Type 1 from a green field: 8-12 weeks if you're focused. Type 2: another 6-12 months, because of the mandatory observation window. The big-bang myth is that SOC 2 is a 4-week sprint; reality is it's 3 months of focused setup + ongoing operational discipline thereafter.

What's the most common SOC 2 audit failure?

Three failures dominate: (1) Access reviews documented but not actually remediated (auditor finds stale access that was 'reviewed'). (2) Policies that contradict actual practice (the policy says quarterly, the evidence shows annually). (3) Vendor management gaps (a critical vendor has no SOC 2 on file or no signed DPA).

Can my AI agents help with SOC 2 readiness?

Yes.
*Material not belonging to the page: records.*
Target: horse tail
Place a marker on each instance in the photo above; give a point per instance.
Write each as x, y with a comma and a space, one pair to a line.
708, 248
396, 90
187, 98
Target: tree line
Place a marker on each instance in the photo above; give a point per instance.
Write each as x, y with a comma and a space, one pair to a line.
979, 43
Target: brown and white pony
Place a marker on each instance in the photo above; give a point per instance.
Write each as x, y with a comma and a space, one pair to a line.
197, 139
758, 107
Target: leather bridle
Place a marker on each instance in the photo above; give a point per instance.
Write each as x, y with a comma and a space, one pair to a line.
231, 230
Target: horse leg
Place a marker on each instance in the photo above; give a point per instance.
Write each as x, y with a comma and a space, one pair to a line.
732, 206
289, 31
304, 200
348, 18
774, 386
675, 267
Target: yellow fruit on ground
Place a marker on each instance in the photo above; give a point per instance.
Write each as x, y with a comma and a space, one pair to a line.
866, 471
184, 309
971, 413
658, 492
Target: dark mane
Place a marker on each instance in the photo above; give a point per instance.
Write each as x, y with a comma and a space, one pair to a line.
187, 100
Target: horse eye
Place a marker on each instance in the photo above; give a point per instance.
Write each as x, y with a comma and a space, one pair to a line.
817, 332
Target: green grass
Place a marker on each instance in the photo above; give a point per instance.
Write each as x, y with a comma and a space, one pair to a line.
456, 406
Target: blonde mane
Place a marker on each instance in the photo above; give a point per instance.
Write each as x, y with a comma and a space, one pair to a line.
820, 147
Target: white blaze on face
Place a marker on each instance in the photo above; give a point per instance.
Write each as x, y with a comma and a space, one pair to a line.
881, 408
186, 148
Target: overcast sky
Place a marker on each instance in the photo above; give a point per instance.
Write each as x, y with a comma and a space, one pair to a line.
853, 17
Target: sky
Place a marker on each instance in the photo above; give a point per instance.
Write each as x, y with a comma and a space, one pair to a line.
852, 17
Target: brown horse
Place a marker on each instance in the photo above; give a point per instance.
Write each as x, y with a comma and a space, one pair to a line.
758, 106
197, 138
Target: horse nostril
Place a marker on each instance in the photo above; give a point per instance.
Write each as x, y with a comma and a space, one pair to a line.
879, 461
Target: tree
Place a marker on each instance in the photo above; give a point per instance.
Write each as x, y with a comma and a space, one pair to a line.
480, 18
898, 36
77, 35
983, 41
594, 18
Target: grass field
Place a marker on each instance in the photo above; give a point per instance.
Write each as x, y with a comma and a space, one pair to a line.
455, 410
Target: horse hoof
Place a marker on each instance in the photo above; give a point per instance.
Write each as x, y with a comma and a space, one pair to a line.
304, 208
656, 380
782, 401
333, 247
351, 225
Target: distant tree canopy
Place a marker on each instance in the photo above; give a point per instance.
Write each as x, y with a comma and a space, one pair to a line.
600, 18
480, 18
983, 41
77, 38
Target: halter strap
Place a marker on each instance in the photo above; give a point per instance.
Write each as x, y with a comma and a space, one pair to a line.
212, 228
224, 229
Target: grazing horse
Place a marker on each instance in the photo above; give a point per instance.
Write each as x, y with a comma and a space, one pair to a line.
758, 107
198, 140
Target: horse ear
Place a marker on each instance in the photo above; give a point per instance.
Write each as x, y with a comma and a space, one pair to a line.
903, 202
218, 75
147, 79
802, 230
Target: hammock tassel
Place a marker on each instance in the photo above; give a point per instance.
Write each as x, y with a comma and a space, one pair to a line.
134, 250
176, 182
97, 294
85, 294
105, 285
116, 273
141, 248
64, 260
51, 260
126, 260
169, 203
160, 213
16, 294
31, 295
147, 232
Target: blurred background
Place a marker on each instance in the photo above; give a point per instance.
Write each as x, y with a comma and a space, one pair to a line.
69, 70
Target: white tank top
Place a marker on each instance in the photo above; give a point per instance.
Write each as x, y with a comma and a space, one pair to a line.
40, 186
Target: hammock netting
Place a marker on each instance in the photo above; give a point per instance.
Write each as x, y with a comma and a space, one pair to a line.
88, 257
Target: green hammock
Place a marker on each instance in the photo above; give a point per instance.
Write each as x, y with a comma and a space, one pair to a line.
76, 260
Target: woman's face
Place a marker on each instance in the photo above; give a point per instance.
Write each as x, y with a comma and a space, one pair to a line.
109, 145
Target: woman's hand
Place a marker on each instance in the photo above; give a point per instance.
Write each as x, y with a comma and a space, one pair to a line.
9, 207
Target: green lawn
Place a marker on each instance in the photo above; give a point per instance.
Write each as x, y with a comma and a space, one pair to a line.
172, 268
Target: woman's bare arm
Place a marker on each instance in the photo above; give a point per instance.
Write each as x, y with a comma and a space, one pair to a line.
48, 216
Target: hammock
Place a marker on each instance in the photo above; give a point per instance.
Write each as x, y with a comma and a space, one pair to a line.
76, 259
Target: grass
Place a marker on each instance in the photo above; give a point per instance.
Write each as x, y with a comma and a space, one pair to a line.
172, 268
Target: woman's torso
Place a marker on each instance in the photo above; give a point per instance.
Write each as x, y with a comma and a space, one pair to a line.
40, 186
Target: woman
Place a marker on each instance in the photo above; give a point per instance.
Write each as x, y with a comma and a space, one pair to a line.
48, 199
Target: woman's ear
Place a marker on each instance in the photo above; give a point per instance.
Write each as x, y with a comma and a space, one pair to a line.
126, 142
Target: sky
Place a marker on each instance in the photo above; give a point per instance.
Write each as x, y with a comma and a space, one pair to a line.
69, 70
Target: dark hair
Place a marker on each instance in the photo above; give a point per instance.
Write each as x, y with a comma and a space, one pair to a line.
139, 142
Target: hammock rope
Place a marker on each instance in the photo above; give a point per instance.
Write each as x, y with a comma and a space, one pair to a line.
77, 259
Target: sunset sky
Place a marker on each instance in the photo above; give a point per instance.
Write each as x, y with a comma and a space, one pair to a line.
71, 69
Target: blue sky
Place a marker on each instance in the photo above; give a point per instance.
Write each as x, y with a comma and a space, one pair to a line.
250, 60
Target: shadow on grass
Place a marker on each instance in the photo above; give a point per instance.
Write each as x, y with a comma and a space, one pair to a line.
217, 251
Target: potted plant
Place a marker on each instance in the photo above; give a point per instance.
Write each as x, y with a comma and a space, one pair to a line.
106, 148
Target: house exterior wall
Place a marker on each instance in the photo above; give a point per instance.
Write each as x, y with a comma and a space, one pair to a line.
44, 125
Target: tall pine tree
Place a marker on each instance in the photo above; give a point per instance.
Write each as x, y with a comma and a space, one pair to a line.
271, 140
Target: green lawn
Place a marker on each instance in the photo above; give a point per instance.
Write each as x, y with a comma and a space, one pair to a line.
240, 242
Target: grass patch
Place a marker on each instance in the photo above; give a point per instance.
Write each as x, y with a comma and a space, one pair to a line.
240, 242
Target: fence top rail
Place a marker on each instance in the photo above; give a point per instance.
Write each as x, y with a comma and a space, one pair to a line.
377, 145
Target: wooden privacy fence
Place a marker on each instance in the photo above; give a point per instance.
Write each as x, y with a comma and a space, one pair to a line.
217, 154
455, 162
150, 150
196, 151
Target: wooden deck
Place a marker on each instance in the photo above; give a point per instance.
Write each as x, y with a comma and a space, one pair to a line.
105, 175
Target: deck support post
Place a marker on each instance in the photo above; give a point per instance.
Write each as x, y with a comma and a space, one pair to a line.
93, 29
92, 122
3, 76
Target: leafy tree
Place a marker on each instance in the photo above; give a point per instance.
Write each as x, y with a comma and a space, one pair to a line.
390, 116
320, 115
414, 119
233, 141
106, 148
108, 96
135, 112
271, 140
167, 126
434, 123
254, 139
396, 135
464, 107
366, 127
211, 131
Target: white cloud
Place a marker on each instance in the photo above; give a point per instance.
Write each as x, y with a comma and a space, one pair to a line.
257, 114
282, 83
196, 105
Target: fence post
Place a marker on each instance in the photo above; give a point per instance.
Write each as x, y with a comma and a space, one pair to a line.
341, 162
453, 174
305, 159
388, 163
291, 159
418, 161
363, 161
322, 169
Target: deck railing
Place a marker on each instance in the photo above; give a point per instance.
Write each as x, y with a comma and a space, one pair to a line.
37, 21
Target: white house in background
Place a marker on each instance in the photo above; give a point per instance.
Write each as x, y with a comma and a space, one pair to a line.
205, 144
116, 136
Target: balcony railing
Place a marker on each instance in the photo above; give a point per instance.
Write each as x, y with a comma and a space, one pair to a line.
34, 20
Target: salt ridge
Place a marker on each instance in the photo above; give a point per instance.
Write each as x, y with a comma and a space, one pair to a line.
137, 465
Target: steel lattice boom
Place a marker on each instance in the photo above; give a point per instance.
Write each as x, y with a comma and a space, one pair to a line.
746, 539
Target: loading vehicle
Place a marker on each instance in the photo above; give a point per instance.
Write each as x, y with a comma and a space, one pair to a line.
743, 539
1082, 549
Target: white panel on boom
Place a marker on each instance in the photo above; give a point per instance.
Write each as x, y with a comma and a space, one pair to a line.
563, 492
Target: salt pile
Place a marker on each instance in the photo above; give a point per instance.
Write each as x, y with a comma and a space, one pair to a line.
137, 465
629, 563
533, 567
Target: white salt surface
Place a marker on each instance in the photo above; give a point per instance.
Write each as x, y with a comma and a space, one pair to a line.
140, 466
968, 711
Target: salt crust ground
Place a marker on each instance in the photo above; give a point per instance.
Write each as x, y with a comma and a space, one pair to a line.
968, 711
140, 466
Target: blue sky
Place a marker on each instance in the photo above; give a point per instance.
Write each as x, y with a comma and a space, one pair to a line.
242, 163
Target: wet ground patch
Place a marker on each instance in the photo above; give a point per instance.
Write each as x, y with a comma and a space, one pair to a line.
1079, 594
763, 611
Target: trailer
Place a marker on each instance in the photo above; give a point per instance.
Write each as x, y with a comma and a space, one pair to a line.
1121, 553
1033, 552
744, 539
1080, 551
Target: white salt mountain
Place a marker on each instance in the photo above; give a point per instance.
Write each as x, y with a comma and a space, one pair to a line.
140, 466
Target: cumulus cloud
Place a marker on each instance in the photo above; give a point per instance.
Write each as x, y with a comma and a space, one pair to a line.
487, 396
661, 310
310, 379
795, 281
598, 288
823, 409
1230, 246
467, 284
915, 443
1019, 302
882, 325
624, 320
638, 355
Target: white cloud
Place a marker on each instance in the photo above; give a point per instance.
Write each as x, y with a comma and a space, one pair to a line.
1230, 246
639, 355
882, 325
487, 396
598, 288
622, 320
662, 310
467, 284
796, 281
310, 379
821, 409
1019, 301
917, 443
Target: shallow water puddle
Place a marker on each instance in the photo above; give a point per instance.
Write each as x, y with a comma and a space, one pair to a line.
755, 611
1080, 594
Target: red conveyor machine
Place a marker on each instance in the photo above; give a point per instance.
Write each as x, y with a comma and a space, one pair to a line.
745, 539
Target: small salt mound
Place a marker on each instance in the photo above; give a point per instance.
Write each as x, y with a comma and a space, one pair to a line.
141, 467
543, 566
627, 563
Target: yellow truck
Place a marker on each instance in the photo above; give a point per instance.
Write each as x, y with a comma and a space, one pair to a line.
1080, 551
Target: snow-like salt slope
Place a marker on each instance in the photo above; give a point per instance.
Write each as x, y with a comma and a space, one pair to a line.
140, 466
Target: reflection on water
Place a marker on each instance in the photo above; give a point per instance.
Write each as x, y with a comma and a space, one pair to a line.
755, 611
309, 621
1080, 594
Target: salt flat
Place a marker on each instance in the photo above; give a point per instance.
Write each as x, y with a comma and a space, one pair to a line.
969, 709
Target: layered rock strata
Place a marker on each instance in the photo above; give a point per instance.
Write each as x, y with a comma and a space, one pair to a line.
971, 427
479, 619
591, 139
Agents are particularly useful for: drafting the 12 core policies tuned to your actual stack, mapping your codebase + cloud config to in-scope systems, drafting answers to security questionnaires from a knowledge base, tracking quarterly review due dates and pinging the owner. The playbook ships agent prompts for those steps inline.

Do I need SOC 2 if I'm pre-revenue?

Probably not. SOC 2 is driven by enterprise procurement requirements. If your buyers are individual developers or small teams, ISO 27001 / SOC 2 isn't asked for. Wait until 2-3 enterprise prospects independently request a SOC 2 report — that's the buying signal. Doing SOC 2 before there's demand is a $30k spend without revenue impact.